| Last week's letter | Back to all letters |
Dear Anna,
I’ve spoken recently with two people who left their churches because, as they put it, “things had become too political.” Each meant something a little different. One disagreed with her rector’s political views; the other didn’t—he actually agreed with them—but he was tired of hearing about politics in church. “I hear that all week,” he said. “I come to church to hear about God.”
That resonates with me. Yet it also reminds me that any meaningful talk about politics depends on talking about God first. The real issue, I think, isn’t whether we talk about politics in church, but how we do it.
As the Anglican theologian Luke Bretherton writes in “Christ and the Common Life,” politics at its best isn’t about parties or power—it’s about how we live together without destroying one another. That, I think, is the kind of politics the church is called to practice. Every parish meal, every committee meeting, every shared prayer is a small rehearsal in how to live with people we didn’t choose. In that sense, the church is profoundly political—not because it mirrors the rivalries of the wider world, but because it models a different way of belonging.
Bretherton calls the church a “school of neighborliness.” It’s where we learn to hold our differences without letting them harden into divisions. When the world says, “Pick a side,” the church says, “Come to the table.” The point isn’t to erase disagreement, but to keep relationship alive within it.

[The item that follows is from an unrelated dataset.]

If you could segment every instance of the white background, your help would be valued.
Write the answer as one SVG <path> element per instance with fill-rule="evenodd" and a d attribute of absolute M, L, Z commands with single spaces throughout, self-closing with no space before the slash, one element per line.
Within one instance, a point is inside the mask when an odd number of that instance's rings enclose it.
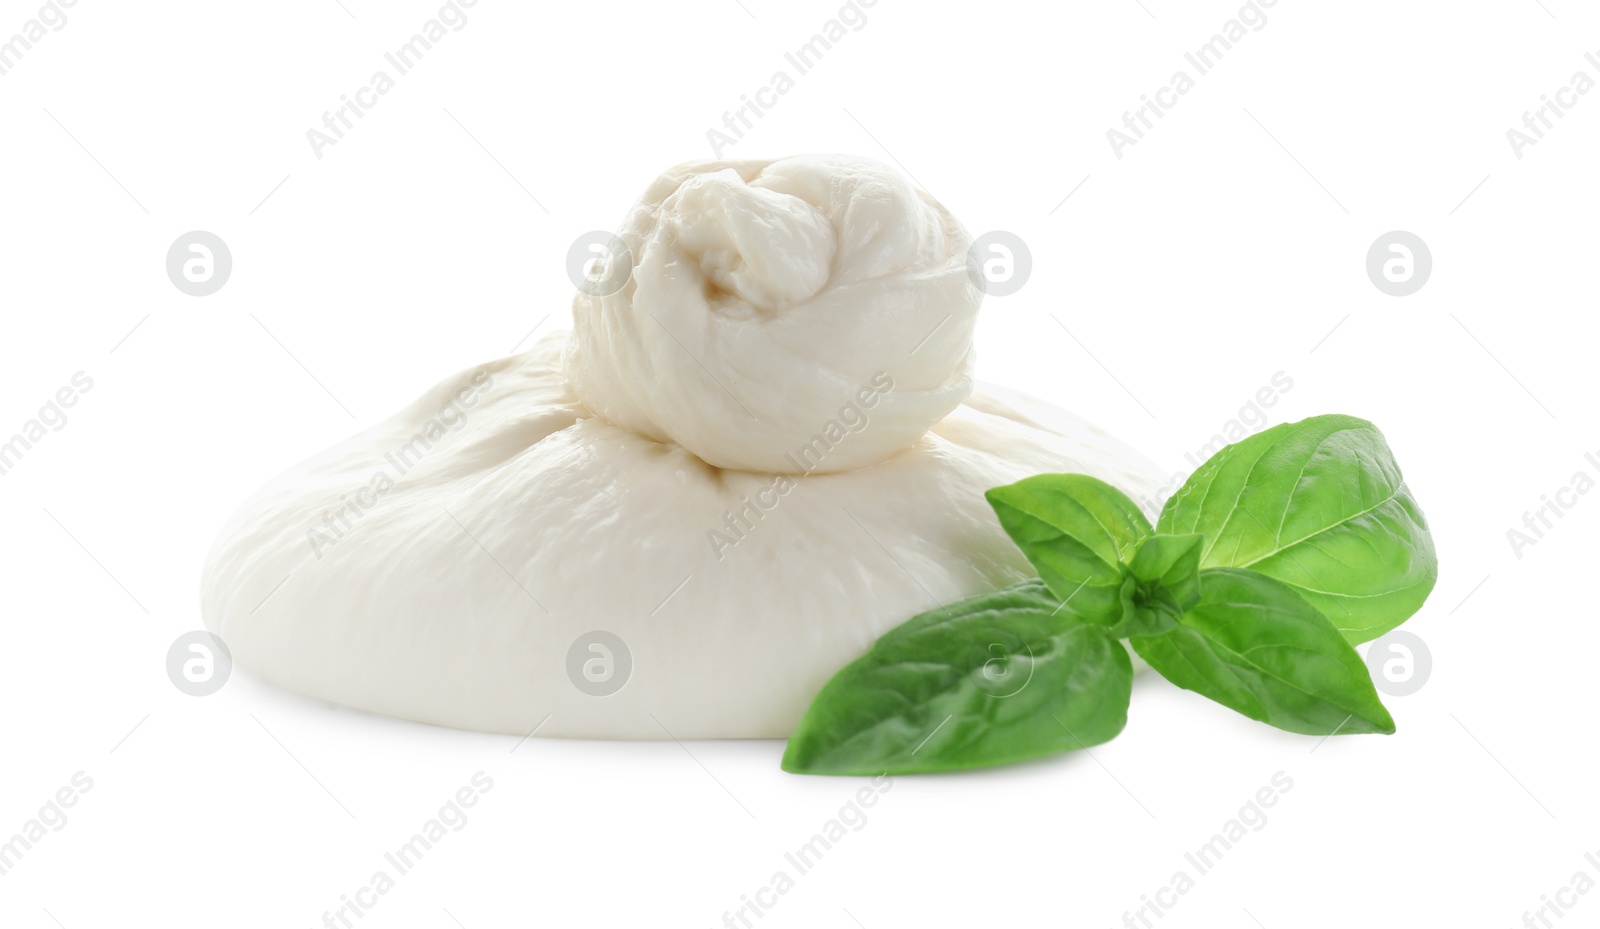
<path fill-rule="evenodd" d="M 1115 157 L 1106 130 L 1238 8 L 879 0 L 725 154 L 888 160 L 1024 237 L 980 376 L 1174 470 L 1279 371 L 1272 422 L 1378 423 L 1438 544 L 1407 626 L 1431 678 L 1388 699 L 1397 735 L 1319 745 L 1147 675 L 1092 756 L 896 779 L 763 927 L 1120 925 L 1279 771 L 1293 789 L 1163 929 L 1514 926 L 1600 876 L 1600 494 L 1520 558 L 1506 537 L 1600 452 L 1600 93 L 1521 159 L 1506 138 L 1600 78 L 1600 16 L 1280 0 Z M 37 9 L 0 2 L 0 38 Z M 306 131 L 437 9 L 80 0 L 0 77 L 0 433 L 94 380 L 0 478 L 0 833 L 94 781 L 0 877 L 0 924 L 320 925 L 481 770 L 469 823 L 361 925 L 716 926 L 860 786 L 781 773 L 780 742 L 513 751 L 243 673 L 169 683 L 244 496 L 564 326 L 572 240 L 709 156 L 838 3 L 480 0 L 315 157 Z M 165 273 L 192 229 L 232 249 L 209 297 Z M 1405 298 L 1364 270 L 1392 229 L 1434 258 Z M 1566 899 L 1566 925 L 1600 920 L 1600 893 Z"/>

This kind of politics doesn’t make headlines. It’s quieter. It looks like showing up when things are tense, staying when it would be easier to go, and listening until words lose their sharpness. The church’s gift isn’t perfection; it’s perseverance—the willingness to remain in relationship even when it costs something.
My father used to say he’d rather be in relationship than be right. For years, I thought it was better to be right. Now I wonder if you can ever be right outside of relationship. After all, real relationship requires vulnerability, attention, and the willingness to be changed by the encounter.
This, I think, is how the church should talk about politics—not as a contest of ideas, but as the shaping of a common life. It’s not about winning; it’s about presence. It’s the slow, holy work of being with one another in love, long enough for trust to become possible again.